これまで当社は、サッカー・バスケットボール・野球といったパワー発揮が求められるスポーツに向け、選手の出力を最大限に引き出すための測定・分析手法を提供してまいりました。これらの競技における高強度動作と当社測定技術との相性の良さには、多くの現場から高い評価をいただいています。

その中でも、「最もパワー発揮との親和性が高い競技」として、多くの関係者からご要望をいただいていたのがバレーボールです。スパイクやブロックなど、瞬発的な爆発力を伴う動作が多い本競技に対し、当社の分析技術を応用することの意義は大きいと考えております。

このたび、現場からの強い声に応えるかたちで、ついにバレーボール専用の測定項目の開発をスタートしました。競技特性を反映した設計を行い、選手のパフォーマンス向上やトレーニング提案に繋がる指標を整備してまいります。

現在の開発状況

開発に着手したとお伝えしていたバレーボール競技専用のフィジカル測定プログラムですが、実はすでに開発を完了し、とあるVリーグ所属チームにてテスト測定を実施いたしました。

測定風景の写真などはお見せできないのが残念ですが、当日実施した測定項目をご紹介いたします。いずれも、バレーボールにおけるジャンプ力・瞬発力・反応速度など、競技特性を反映した内容となっております。

  • 10mスプリント

  • 2mリアクションダッシュ

  • アプローチジャンプ

  • ブロックジャンプ(ステップあり・なし)

  • オーバーヘッドメディシンボールスロー

  • 全身反応時間

  • ドロップジャンプリバウンドジャンプ

  • カウンタームーブメントジャンプ

  • 10kgカウンタームーブメントジャンプ

  • 30kgカウンタームーブメントジャンプ

実際の帳票

なお、現在はベータ版としての提供となっており、一部動画リンク(QRコード)が未反映の箇所もございますが、実際に運用を想定した分析シートに限りなく近い仕上がりとなっております。

S-CADE.が目指すのは、“測って終わり”ではなく、“測った先のトレーニング”までを見据えた提案です。

例えば、「ジャンプが弱い」という結果だけでは、選手は納得しません。

「アプローチジャンプの数値は高いが、ドロップジャンプのリバウンド反応が弱い。だからこそ、瞬発的な伸張反射系の強化が必要」といった具体的なアドバイスこそが、選手の行動を変える鍵になります。

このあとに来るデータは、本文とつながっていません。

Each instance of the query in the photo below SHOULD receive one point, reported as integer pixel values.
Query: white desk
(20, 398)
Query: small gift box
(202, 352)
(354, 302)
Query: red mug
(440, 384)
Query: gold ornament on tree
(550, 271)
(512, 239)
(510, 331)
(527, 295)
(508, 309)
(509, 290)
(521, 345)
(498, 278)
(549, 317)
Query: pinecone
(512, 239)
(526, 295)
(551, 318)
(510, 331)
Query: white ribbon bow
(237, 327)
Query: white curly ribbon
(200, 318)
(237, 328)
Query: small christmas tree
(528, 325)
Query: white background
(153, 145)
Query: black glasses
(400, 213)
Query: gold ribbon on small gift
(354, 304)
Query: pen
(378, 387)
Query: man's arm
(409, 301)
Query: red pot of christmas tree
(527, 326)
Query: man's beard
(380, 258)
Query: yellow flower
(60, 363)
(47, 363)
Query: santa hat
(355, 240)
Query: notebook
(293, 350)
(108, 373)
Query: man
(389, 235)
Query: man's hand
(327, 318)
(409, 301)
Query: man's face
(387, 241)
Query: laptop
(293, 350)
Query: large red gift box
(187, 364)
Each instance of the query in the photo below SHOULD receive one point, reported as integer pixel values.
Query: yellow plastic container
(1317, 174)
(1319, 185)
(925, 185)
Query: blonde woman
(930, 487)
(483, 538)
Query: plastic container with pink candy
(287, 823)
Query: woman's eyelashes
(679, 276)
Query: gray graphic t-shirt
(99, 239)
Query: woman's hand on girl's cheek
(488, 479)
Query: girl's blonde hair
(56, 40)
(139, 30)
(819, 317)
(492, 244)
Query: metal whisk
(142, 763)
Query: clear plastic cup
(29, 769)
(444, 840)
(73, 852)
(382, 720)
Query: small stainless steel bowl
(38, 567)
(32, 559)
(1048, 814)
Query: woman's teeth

そして、こうした具体性を生み出すのが、今回導入したプロファイルシートです。

納得感のあるトレーニングに繋げてほしい

私たちが目指すのは、選手が納得感を持って取り組めるトレーニングへとつなげることです。

近年、トレーニングの理論や技術は大きく進化を遂げています。しかし、その一方で、現場には常に「時間が足りない」という課題があり、客観的なデータに基づいたトレーニングを十分に活用できているチームは、まだ多くはありません。

そうした状況を踏まえ、S-CADE.では競技特性と選手個別の特性を掛け合わせた科学的フィードバックを提供し、限られた時間の中でも、より高い効果を引き出せるようなトレーニング環境づくりを支援してまいります。